Full of incident and anecdote, this popular narrative history focuses on the crucial involvement in politics and pleasure of a group of women in the back-biting, gossip-ridden world of the Stuart Court.
The image of Charles II as a randy monarch who dragged the crown through the moral mire and irredeemably weakened its position has persisted throughout the three centuries since John Evelyn gave his judgement. That judgement, Derek Wilson argues, is okay as far as it goes. The Restoration court did set an example of cynical libertinism that provoked opposition not only from outraged preachers, but also satirical journalists and angry mobs who pelted royal mistresses and burned down brothels. But Charles' bedroom antics are symptoms and not causes of social decadence. Why did Pepys complain "there is nothing almost but bawdry at court from top to bottom" or Bishop Burnet observe that throughout the three kingdoms people were "throwing off the very professions of virtue and piety"? The answers must be sought in the traumatic upheaval of the Civil War and its aftermath in the life of Charles Stuart and his people.

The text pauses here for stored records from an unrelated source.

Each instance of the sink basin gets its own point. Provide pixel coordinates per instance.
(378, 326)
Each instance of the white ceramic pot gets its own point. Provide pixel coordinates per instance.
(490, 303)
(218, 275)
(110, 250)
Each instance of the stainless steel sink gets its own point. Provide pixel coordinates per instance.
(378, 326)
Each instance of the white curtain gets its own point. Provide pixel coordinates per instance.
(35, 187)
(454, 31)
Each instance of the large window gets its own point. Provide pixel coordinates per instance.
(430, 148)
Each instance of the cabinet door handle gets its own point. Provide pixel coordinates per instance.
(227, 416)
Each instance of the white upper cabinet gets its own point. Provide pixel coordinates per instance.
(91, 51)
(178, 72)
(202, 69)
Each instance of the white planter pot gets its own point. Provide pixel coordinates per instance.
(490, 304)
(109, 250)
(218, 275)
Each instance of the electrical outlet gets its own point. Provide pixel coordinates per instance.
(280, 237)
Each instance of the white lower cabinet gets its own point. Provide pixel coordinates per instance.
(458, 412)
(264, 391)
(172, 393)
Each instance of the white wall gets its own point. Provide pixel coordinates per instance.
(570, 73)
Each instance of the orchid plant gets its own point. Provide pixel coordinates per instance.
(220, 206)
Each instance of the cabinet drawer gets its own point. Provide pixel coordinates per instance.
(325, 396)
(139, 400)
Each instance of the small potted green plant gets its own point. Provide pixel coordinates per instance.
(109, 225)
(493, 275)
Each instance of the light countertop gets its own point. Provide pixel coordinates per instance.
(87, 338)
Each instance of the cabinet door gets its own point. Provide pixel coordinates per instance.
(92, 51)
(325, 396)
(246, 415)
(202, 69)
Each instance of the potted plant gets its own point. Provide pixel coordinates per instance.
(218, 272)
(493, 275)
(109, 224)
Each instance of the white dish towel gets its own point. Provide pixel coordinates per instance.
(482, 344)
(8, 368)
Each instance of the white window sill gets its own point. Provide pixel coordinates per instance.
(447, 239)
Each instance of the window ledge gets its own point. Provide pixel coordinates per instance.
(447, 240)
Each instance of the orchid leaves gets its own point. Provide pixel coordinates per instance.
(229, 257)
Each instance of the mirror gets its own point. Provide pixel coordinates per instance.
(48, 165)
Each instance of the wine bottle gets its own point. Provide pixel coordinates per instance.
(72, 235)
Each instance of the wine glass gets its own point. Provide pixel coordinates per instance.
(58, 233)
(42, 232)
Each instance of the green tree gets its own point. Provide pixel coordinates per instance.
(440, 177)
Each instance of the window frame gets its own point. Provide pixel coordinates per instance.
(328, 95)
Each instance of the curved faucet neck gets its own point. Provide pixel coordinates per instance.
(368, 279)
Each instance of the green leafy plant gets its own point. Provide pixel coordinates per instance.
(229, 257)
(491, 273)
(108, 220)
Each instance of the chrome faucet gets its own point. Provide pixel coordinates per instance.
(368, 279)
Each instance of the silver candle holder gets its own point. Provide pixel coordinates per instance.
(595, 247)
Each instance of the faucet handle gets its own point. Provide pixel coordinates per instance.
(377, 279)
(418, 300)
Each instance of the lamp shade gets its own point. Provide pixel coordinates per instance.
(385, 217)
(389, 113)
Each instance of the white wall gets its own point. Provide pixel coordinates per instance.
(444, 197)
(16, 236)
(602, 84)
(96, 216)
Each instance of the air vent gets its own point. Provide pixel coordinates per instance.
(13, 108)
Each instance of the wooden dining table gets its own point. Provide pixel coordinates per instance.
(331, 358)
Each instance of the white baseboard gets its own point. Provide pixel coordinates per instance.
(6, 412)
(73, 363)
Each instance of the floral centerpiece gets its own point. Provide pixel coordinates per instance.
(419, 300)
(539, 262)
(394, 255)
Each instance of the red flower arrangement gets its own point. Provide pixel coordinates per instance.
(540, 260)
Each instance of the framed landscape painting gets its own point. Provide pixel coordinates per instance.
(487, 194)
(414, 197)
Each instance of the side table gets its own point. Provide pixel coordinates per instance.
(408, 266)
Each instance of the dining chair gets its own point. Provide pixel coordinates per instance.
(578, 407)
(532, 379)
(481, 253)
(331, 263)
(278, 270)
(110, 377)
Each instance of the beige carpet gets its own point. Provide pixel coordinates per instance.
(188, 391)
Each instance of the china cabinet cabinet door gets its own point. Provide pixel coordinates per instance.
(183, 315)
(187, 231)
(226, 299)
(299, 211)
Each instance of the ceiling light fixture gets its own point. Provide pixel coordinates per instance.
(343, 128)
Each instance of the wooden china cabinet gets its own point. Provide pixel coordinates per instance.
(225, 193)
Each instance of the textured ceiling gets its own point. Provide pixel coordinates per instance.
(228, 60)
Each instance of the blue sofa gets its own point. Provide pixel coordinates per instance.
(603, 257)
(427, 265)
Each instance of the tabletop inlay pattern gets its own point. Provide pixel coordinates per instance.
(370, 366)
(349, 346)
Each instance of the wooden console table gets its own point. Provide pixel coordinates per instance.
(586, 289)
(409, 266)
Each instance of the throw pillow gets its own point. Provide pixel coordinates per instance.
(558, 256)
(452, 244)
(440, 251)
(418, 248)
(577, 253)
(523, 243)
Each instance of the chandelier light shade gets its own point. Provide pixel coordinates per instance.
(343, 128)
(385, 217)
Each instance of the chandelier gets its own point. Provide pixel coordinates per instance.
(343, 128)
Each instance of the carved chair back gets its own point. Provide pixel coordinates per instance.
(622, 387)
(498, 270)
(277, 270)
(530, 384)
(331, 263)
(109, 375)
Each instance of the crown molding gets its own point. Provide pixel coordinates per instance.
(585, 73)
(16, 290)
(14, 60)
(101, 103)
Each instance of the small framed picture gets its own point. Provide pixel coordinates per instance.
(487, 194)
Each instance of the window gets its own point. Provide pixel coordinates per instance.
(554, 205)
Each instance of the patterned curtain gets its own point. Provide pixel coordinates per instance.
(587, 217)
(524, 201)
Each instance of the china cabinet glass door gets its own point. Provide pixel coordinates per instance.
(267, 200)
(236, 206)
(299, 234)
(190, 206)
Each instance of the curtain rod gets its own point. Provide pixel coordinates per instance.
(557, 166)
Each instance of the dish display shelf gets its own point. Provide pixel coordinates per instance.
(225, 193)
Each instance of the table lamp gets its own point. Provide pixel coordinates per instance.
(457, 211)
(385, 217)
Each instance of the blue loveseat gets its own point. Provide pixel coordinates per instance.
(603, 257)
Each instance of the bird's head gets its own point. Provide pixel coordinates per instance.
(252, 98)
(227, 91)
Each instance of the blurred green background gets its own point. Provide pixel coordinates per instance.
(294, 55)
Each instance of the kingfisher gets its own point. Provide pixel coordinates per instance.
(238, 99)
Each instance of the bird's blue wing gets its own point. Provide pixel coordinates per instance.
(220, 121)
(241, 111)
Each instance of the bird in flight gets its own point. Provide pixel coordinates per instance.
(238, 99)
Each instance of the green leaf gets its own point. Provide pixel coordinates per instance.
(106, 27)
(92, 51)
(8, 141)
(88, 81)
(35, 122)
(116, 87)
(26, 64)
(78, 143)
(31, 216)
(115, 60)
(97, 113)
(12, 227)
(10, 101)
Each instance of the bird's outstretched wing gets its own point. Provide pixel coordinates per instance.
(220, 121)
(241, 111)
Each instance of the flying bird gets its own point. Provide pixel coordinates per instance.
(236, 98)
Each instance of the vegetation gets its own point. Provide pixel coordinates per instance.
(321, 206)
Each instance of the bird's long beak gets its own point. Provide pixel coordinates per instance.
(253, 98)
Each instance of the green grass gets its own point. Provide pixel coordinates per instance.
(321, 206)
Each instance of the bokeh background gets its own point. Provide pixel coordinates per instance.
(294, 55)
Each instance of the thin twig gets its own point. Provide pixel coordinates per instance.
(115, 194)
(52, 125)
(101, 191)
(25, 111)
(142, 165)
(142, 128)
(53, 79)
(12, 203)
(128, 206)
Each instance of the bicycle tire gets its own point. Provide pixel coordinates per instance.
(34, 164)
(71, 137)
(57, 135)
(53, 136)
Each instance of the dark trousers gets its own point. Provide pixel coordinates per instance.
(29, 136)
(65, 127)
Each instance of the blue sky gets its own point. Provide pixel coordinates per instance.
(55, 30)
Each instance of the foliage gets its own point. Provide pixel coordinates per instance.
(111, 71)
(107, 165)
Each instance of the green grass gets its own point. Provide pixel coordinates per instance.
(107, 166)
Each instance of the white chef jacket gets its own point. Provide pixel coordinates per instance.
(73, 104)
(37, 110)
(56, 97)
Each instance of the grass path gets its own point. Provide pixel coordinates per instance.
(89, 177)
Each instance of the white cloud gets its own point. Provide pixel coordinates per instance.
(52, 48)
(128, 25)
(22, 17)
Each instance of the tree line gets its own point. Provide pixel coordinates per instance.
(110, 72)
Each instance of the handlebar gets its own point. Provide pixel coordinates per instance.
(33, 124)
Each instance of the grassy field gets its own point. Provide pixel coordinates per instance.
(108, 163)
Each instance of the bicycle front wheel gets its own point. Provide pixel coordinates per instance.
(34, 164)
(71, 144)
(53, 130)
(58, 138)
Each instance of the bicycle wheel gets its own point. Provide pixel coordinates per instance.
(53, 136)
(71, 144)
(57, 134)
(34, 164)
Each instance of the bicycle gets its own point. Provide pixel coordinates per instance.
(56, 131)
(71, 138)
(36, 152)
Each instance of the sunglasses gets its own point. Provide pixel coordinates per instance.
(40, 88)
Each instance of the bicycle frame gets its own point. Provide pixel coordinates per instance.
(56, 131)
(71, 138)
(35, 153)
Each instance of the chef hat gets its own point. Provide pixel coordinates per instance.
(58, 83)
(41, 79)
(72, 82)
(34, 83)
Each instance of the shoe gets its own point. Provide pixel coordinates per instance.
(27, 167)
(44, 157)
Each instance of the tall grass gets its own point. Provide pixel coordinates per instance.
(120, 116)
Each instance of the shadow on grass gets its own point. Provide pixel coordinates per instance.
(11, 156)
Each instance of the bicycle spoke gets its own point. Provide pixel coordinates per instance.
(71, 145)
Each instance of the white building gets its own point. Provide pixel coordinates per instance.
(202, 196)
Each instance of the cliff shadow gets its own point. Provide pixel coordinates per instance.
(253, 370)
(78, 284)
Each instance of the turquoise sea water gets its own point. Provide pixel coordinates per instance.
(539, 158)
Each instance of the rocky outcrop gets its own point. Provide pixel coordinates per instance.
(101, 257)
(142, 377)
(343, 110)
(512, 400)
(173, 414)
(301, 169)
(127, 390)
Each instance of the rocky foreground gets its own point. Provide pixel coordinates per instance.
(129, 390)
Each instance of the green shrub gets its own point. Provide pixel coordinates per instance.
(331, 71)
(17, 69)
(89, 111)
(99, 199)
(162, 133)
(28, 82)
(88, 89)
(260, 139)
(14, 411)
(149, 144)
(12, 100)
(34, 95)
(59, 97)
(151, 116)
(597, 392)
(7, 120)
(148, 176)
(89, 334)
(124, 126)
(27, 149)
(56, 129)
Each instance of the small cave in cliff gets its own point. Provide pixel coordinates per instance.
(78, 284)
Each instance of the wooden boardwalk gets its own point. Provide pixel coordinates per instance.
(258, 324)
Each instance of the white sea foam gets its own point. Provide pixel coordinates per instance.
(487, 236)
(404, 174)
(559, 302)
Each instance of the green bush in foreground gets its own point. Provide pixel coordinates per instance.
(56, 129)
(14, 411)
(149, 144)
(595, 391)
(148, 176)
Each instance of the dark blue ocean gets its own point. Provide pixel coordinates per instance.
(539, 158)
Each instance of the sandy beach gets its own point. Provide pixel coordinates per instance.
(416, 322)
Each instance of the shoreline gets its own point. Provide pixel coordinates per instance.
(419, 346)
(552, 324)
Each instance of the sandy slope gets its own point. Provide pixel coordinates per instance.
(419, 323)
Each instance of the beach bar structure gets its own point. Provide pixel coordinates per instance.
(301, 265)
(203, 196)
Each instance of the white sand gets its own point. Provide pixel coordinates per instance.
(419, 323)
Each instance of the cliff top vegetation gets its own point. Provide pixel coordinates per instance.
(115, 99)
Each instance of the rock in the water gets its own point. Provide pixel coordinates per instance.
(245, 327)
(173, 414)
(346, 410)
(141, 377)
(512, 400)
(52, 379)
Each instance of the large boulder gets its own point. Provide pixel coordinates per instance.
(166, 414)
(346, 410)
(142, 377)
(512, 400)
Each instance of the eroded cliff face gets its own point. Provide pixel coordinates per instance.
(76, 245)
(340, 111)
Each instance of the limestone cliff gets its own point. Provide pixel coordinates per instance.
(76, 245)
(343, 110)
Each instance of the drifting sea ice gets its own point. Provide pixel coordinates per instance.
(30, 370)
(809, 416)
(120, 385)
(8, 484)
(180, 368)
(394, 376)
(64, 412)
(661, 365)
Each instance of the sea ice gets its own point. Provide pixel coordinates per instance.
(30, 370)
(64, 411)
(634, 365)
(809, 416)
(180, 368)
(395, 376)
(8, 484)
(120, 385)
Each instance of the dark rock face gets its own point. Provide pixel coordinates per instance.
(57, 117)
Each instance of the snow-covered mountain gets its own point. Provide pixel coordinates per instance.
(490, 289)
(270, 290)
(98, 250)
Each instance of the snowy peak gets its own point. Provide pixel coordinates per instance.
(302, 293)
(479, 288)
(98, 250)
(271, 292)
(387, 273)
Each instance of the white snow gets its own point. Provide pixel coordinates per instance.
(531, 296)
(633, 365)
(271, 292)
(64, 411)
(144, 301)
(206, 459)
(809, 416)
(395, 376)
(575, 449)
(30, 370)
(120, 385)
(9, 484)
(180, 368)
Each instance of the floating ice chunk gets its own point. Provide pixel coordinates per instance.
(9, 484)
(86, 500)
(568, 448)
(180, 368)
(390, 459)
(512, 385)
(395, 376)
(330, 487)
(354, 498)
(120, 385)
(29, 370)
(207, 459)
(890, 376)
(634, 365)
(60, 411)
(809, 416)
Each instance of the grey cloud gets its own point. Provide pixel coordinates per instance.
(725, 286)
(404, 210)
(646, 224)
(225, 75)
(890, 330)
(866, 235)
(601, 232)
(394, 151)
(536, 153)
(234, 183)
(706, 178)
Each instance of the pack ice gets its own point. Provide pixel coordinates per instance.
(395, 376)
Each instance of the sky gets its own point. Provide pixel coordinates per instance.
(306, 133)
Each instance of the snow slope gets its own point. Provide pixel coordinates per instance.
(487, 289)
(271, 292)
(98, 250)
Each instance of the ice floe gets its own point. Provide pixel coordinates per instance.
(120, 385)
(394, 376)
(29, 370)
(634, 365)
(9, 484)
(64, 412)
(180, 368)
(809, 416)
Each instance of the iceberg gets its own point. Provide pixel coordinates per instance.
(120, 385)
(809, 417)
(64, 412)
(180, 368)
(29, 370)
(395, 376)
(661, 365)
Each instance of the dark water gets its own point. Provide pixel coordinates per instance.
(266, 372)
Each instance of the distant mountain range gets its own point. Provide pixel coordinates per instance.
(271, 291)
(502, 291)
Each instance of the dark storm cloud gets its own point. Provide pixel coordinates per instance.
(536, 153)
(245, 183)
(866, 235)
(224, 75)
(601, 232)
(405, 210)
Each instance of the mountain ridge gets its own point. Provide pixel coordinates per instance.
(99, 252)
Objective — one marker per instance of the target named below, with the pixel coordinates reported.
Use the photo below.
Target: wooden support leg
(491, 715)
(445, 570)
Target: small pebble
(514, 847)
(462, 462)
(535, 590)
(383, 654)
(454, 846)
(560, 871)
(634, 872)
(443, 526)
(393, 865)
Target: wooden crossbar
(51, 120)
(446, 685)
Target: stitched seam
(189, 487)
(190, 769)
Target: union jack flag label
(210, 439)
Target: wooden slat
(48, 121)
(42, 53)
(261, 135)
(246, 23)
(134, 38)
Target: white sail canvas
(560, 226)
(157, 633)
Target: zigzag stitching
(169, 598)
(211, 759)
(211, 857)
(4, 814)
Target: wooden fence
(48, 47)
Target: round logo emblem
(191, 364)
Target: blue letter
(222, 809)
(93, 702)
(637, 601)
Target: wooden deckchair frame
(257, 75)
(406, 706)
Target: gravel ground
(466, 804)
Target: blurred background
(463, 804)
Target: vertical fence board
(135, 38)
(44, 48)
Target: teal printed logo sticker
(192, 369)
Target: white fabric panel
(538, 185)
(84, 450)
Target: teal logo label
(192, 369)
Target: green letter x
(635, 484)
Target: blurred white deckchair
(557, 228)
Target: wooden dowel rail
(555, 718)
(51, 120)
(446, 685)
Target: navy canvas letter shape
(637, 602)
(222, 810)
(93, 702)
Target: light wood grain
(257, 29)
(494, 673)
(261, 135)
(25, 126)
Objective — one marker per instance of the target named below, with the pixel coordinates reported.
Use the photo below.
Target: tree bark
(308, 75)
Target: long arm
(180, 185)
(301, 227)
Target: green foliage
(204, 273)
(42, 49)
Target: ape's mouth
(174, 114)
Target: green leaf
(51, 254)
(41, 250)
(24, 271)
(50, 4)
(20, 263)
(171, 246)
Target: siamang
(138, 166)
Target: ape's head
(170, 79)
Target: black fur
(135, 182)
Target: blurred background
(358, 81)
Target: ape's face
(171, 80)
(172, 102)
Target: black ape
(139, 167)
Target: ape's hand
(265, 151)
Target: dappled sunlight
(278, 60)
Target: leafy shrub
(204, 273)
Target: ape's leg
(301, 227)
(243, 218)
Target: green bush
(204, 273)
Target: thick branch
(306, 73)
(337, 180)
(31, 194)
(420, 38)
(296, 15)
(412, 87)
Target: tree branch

In a society that was shaken loose by violent conflict the position of women changed radically. Many experienced a new freedom and an enhanced power to influence men and events. Charles grew up with and actually enjoyed the company of strong women. Ministers complained of his "effeminate conversation". As well as the notorious, grasping mistresses - the leach-like Lady Castlemaine, "dearest Fubs" K-roualle, the outrageous Nell Gwynn - Charles was influenced by his domineering mother, Henrietta Maria, his 'pushy' nurse, Christabella Wyndham, his much-loved sisters, Mary and 'Minette', his only great love, Lucy Walter, his long-suffering wife, Catherine of Braganza and a cavalcade of devoted royalist ladies, actresses, whores, and ambitious gold-diggers who surrounded him throughout his exile and after his restoration. It is this miscellany of relationships that Derek Wilson explores and helps us to understand in 'All the King's Women'. These relationships helped to form Charles II's character, shape the course of political events and, ultimately, seal the fate of the dynasty.